Check string length before passing to OICStrDup

Assuming that a remote server will always send a string larger than CA_MSG_ARBITER_DI_URI_LENGTH is wrong. A length check before indexing should fix the issue. Fixed issue: https://jira.iotivity.org/browse/IOT-2109 Change-Id: I63b2584acfa250569957e369fe0415f824052585 Signed-off-by: Sushil Yadav <sushil.ky@samsung.com> Reviewed-on: https://gerrit.iotivity.org/gerrit/19437 Reviewed-by: Ashok Babu Channa <ashok.channa@samsung.com> Tested-by: jenkins-iotivity <jenkins@iotivity.org>
author: Sushil Yadav <sushil.ky@samsung.com> 2017-04-28 16:21:07 +0530
committer: Uze Choi <uzchoi@samsung.com> 2017-05-03 03:03:06 +0000
commit: 71cbada29e85f8a95f0bce324244e6e8d5b77412 (patch)

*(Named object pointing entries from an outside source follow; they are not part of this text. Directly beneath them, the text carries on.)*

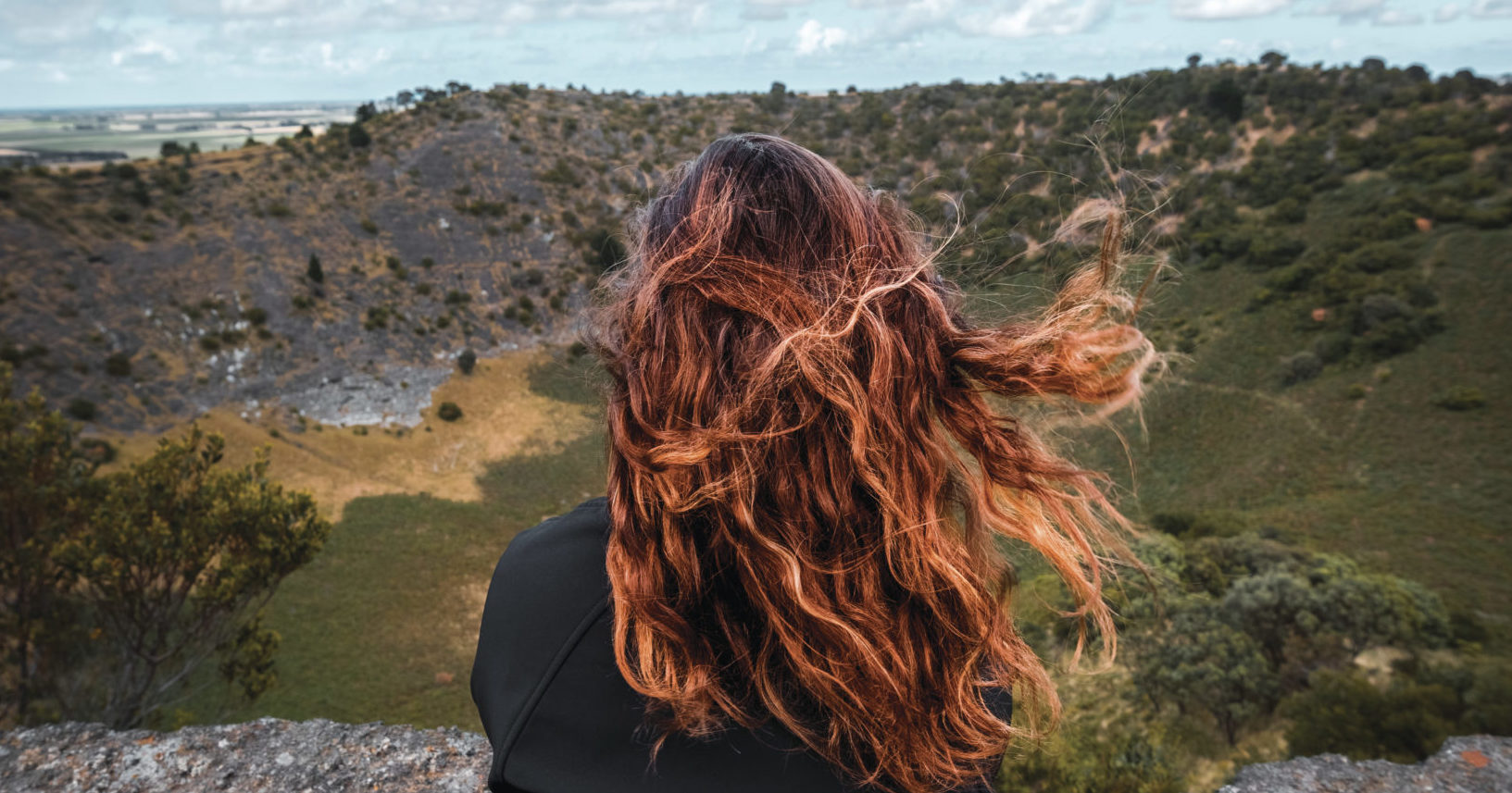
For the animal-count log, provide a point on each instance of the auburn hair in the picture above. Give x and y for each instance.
(807, 484)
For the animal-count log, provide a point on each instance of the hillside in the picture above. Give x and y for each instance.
(1339, 250)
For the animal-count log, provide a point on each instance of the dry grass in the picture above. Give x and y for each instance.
(501, 417)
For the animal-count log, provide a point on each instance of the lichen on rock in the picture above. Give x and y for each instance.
(268, 756)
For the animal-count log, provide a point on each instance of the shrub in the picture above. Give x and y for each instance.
(119, 365)
(1461, 398)
(81, 410)
(1301, 367)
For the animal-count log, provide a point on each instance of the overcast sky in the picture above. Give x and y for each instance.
(69, 53)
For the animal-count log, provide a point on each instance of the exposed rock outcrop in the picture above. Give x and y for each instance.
(268, 756)
(272, 756)
(1462, 764)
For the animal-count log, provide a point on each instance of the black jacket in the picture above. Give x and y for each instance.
(558, 713)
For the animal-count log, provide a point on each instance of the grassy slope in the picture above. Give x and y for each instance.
(389, 609)
(1388, 479)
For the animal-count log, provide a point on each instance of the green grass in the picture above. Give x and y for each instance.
(1390, 479)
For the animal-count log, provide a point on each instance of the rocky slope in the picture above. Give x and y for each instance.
(272, 756)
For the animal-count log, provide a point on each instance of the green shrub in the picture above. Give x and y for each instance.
(1461, 398)
(119, 365)
(81, 410)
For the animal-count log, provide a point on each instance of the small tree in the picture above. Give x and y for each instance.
(357, 136)
(115, 589)
(174, 568)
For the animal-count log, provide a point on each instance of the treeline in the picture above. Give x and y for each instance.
(1237, 632)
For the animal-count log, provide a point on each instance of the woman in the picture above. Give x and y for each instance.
(795, 579)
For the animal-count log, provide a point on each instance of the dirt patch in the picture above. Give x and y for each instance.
(501, 417)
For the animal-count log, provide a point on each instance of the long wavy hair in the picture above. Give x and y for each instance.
(807, 485)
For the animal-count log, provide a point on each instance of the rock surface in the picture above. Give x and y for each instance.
(1462, 764)
(255, 757)
(272, 756)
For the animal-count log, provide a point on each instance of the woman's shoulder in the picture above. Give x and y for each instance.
(547, 585)
(572, 542)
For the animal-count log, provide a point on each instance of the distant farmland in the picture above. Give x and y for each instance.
(141, 131)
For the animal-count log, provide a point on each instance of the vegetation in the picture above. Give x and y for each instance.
(119, 587)
(1316, 475)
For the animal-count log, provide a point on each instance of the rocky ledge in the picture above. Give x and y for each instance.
(1462, 764)
(272, 756)
(268, 756)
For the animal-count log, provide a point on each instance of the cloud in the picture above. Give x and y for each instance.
(1225, 9)
(1393, 17)
(144, 53)
(770, 9)
(1363, 11)
(353, 64)
(816, 38)
(1029, 19)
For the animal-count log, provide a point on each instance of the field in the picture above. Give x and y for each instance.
(123, 130)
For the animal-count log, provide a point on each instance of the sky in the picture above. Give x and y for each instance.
(90, 53)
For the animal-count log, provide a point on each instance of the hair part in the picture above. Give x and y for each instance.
(807, 485)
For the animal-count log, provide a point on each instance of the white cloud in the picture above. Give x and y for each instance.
(1038, 19)
(144, 53)
(770, 9)
(1225, 9)
(356, 64)
(816, 36)
(1397, 17)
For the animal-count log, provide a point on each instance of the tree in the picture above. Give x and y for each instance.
(174, 566)
(45, 485)
(117, 588)
(1203, 663)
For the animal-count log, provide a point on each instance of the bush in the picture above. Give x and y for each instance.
(119, 365)
(1302, 366)
(81, 410)
(95, 638)
(1461, 398)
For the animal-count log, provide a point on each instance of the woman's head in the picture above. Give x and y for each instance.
(807, 484)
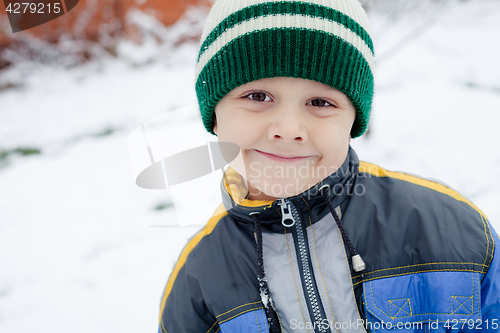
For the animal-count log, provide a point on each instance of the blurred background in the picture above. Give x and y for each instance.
(80, 249)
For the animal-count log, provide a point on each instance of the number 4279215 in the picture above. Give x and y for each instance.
(31, 7)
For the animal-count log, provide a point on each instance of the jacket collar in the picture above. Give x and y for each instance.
(234, 193)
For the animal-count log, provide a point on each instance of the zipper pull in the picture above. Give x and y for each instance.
(286, 213)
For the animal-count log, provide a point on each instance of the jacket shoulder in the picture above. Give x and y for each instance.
(406, 223)
(420, 189)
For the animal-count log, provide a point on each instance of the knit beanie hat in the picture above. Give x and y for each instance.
(327, 41)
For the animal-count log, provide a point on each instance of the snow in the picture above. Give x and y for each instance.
(82, 248)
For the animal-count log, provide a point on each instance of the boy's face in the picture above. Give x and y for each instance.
(292, 133)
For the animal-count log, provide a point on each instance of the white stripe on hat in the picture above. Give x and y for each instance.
(223, 8)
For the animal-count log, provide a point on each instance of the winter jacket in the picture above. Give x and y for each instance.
(430, 255)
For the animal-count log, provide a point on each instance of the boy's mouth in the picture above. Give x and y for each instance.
(282, 158)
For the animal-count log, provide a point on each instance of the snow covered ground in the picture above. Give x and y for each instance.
(78, 250)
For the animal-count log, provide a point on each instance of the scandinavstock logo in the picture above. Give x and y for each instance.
(175, 151)
(28, 14)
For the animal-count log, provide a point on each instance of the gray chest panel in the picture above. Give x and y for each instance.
(332, 278)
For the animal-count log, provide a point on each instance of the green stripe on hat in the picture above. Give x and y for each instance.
(286, 7)
(287, 52)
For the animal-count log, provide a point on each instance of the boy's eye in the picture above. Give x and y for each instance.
(321, 103)
(259, 96)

tree: 90c35f5d1367605f4e7308fbfe133f8ca4d39b31 /resource/csdk
parent: 21115929c226532b3c7399a5fd5a919412667d92 (diff)
download: iotivity-71cbada29e85f8a95f0bce324244e6e8d5b77412.tar.gz
iotivity-71cbada29e85f8a95f0bce324244e6e8d5b77412.tar.bz2
iotivity-71cbada29e85f8a95f0bce324244e6e8d5b77412.zip
1 files changed, 12 insertions, 4 deletions
diff --git a/resource/csdk/connectivity/util/src/camanager/camessagearbiter.c b/resource/csdk/connectivity/util/src/camanager/camessagearbiter.c
index ff5f53639..59d6733ac 100644
--- a/resource/csdk/connectivity/util/src/camanager/camessagearbiter.c
+++ b/resource/csdk/connectivity/util/src/camanager/camessagearbiter.c
@@ -179,10 +179,18 @@ CAResult_t CAMsgArbiterGetMessageData(CAData_t *data)
                 }
                 data->remoteEndpoint->flags = targetInfo->d2dInfo.flags;
 
-                CAURI_t resourceUri = OICStrdup(data->requestInfo->info.resourceUri
-                                                                + CA_MSG_ARBITER_DI_URI_LENGTH);
-                OICFree(data->requestInfo->info.resourceUri);
-                data->requestInfo->info.resourceUri = resourceUri;
+                if (strlen(data->requestInfo->info.resourceUri) > CA_MSG_ARBITER_DI_URI_LENGTH)
+                {
+                    CAURI_t resourceUri = OICStrdup(data->requestInfo->info.resourceUri
+                                                    + CA_MSG_ARBITER_DI_URI_LENGTH);
+                    OICFree(data->requestInfo->info.resourceUri);
+                    data->requestInfo->info.resourceUri = resourceUri;
+                }
+                else
+                {
+                    OIC_LOG_V(ERROR, TAG, "device id[%s] received resourceUri[%s] too short!", deviceId,
+                              data->requestInfo->info.resourceUri);
+                }
 
                 OIC_LOG_V(DEBUG, TAG, "device id[%s] switched to D2D connect", deviceId);
                 OIC_LOG_V(DEBUG, TAG, "local addr[%s] local port[%d] adapter[%s]",
author	Sushil Yadav <sushil.ky@samsung.com>	2017-04-28 16:21:07 +0530
committer	Uze Choi <uzchoi@samsung.com>	2017-05-03 03:03:06 +0000
commit	71cbada29e85f8a95f0bce324244e6e8d5b77412 (patch)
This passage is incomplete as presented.